In response to the joint investigation by The Guardian and SBS The Feed exposing violent assaults and deprivation of human rights of children detained in adult watchhouses in Queensland, Amnesty International Indigenous Rights campaigner Kacey Teerman says;
“By continuing to detain children in adult watchhouses where they are subject to torturous conditions and brutal assaults, the Queensland Labor government is knowingly perpetrating child abuse on an industrial scale.”
“Queensland Labor knows that detained children in their care suffer extraordinary human rights violations. Last year, the government suspended the state’s Human Rights Act so that it could continue to perpetrate human rights abuses against these kids, who are overwhelmingly Aboriginal and Torres Strait Islander.”
“In the coming days we’ll probably hear Premier Stephen Miles and Minister Mark Ryan line up to say how they’re shocked by the footage of kids being brutalised in watchhouses. How can they even pretend to be shocked? They created this system of child abuse and continue to defend it.”
Amnesty International has repeatedly called for the Queensland government to abolish their policy of detaining children in watchhouses, noting that the Queensland Police Service’s own operation manual says children should not be held in a watch house overnight. Queensland magistrates have made it clear in the past that children in watchhhouses are exposed to adult detainees who are often drunk, abusive, experiencing psychosis or suicidal.
In response to the revelations that many of the children seen to be assaulted by police officers have intellectual disabilities, Kacey Teerman says;
“The Royal Commission into Violence, Abuse, Neglect and Exploitation of People with Disability published an entire chapter of its report detailing the extent that the criminal justice system criminalises and then brutalises children with disability, describing it as a national crisis.”
“First Nations kids with a disability are some of the most vulnerable members of our society. These kids need support from the NDIA and they need supported care in community. If the Queensland government actually looked at research and evidence on how best to help kids at risk of being criminalised, they’d know that these young people can thrive and flourish when supported through diversionary programmes and appropriate supports.”
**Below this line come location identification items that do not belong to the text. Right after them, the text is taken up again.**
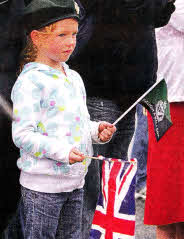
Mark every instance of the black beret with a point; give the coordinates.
(40, 13)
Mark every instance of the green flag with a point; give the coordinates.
(157, 104)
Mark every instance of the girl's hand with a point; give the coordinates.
(75, 156)
(106, 131)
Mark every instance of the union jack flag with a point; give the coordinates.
(115, 213)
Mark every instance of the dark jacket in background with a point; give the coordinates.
(116, 53)
(11, 41)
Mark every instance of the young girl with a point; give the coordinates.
(51, 124)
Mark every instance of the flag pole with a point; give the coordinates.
(131, 107)
(109, 159)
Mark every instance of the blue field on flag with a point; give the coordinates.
(115, 213)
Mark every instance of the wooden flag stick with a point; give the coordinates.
(109, 160)
(131, 107)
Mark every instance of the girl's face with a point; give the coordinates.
(58, 45)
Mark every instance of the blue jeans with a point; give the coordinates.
(104, 110)
(50, 215)
(139, 147)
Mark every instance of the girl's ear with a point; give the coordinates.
(35, 37)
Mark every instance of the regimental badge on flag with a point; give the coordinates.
(114, 217)
(157, 104)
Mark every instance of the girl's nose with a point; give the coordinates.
(71, 41)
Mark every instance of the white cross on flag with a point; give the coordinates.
(115, 213)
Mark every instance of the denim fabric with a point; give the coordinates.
(105, 110)
(139, 147)
(50, 215)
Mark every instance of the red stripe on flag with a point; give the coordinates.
(114, 224)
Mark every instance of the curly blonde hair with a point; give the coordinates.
(29, 53)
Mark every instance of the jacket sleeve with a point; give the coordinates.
(177, 19)
(27, 128)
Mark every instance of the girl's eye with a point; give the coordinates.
(61, 35)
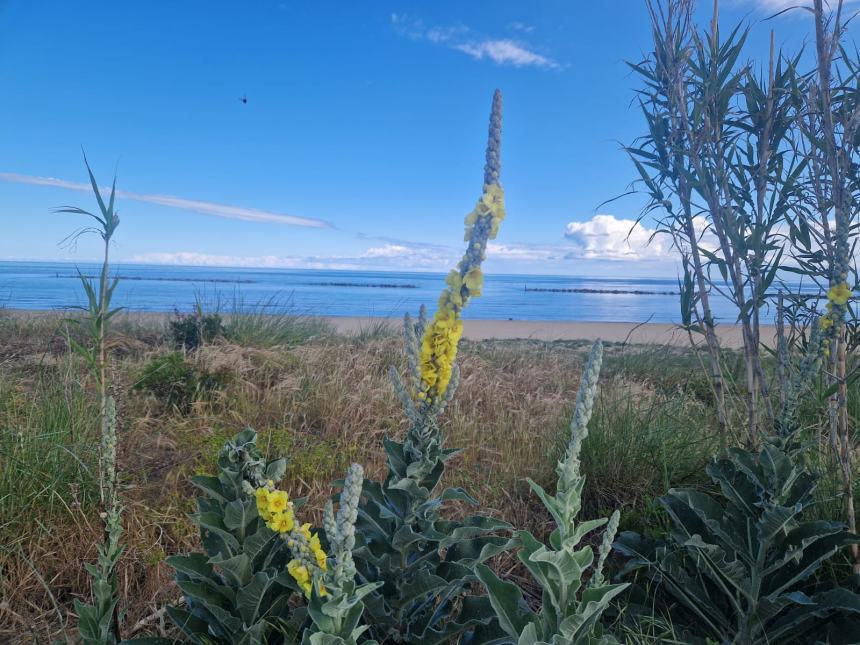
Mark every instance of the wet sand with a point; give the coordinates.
(649, 333)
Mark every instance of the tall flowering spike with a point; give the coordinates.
(493, 167)
(442, 335)
(569, 467)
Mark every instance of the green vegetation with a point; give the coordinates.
(730, 474)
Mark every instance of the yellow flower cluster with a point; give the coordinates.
(492, 204)
(839, 294)
(442, 336)
(275, 507)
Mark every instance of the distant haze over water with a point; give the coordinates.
(54, 285)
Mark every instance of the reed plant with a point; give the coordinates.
(99, 622)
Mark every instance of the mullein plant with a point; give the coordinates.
(99, 622)
(265, 577)
(336, 607)
(425, 562)
(257, 557)
(571, 608)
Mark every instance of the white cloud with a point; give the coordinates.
(780, 5)
(207, 208)
(526, 252)
(505, 52)
(605, 237)
(502, 51)
(521, 26)
(388, 256)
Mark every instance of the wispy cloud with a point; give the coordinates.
(207, 208)
(780, 5)
(400, 255)
(500, 50)
(505, 52)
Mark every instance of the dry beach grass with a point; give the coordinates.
(322, 403)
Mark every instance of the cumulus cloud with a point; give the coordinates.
(502, 51)
(207, 208)
(605, 237)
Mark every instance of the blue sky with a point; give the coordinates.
(365, 122)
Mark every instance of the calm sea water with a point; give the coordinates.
(42, 285)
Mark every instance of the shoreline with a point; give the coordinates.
(730, 336)
(495, 329)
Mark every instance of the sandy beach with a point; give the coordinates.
(637, 333)
(547, 330)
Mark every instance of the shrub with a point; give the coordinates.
(239, 589)
(177, 383)
(425, 561)
(736, 568)
(566, 616)
(190, 331)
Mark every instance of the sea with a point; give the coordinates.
(159, 288)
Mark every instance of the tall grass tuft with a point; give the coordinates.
(270, 323)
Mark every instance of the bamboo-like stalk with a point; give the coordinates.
(837, 136)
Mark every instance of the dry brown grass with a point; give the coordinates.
(322, 405)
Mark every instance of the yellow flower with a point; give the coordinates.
(305, 530)
(278, 501)
(262, 497)
(282, 522)
(839, 294)
(301, 575)
(474, 281)
(321, 558)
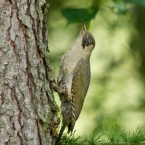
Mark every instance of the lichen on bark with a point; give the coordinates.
(27, 105)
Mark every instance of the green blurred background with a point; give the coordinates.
(116, 95)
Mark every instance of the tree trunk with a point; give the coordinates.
(27, 107)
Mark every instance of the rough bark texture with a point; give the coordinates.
(27, 108)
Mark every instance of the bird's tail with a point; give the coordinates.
(60, 134)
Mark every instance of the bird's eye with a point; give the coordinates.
(90, 41)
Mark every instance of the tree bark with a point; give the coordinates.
(27, 106)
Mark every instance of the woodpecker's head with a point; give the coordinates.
(87, 41)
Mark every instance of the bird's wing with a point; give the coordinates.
(81, 81)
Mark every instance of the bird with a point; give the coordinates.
(74, 78)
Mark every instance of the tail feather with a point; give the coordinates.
(60, 135)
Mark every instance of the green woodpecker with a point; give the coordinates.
(74, 79)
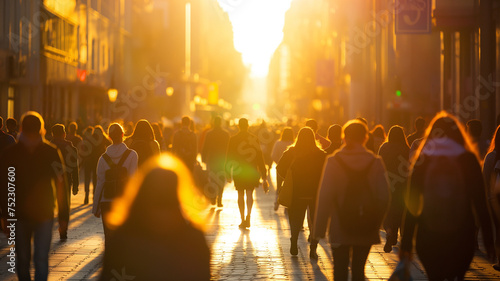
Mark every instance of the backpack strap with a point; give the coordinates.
(124, 157)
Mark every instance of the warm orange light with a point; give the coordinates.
(112, 94)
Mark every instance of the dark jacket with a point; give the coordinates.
(214, 149)
(244, 160)
(306, 171)
(34, 172)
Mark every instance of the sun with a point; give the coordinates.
(258, 30)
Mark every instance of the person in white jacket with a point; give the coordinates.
(102, 204)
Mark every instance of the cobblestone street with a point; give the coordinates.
(258, 253)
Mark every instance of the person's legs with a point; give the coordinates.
(241, 205)
(249, 193)
(341, 262)
(42, 240)
(359, 256)
(24, 231)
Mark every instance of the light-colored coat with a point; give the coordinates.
(332, 187)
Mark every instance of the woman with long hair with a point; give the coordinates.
(446, 188)
(305, 160)
(143, 141)
(395, 152)
(157, 227)
(491, 163)
(279, 147)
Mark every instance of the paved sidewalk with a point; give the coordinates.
(259, 253)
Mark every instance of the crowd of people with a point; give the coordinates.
(432, 190)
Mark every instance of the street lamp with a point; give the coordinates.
(112, 94)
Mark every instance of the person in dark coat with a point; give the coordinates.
(172, 245)
(395, 153)
(442, 201)
(143, 141)
(70, 162)
(28, 167)
(213, 154)
(184, 144)
(245, 164)
(305, 159)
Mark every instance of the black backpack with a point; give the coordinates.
(358, 211)
(115, 177)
Amnesty International is set to engage in the upcoming Queensland election, campaigning for all political parties to end the practice of incarcerating children and to raise the age of criminal responsibility to at least fourteen. The protection of childrens’ human rights and the prevention of human rights abuses overwhelmingly suffered by Aboriginal and Torres Strait Islander children is a core focus of the Australian chapter of the global human rights organisation.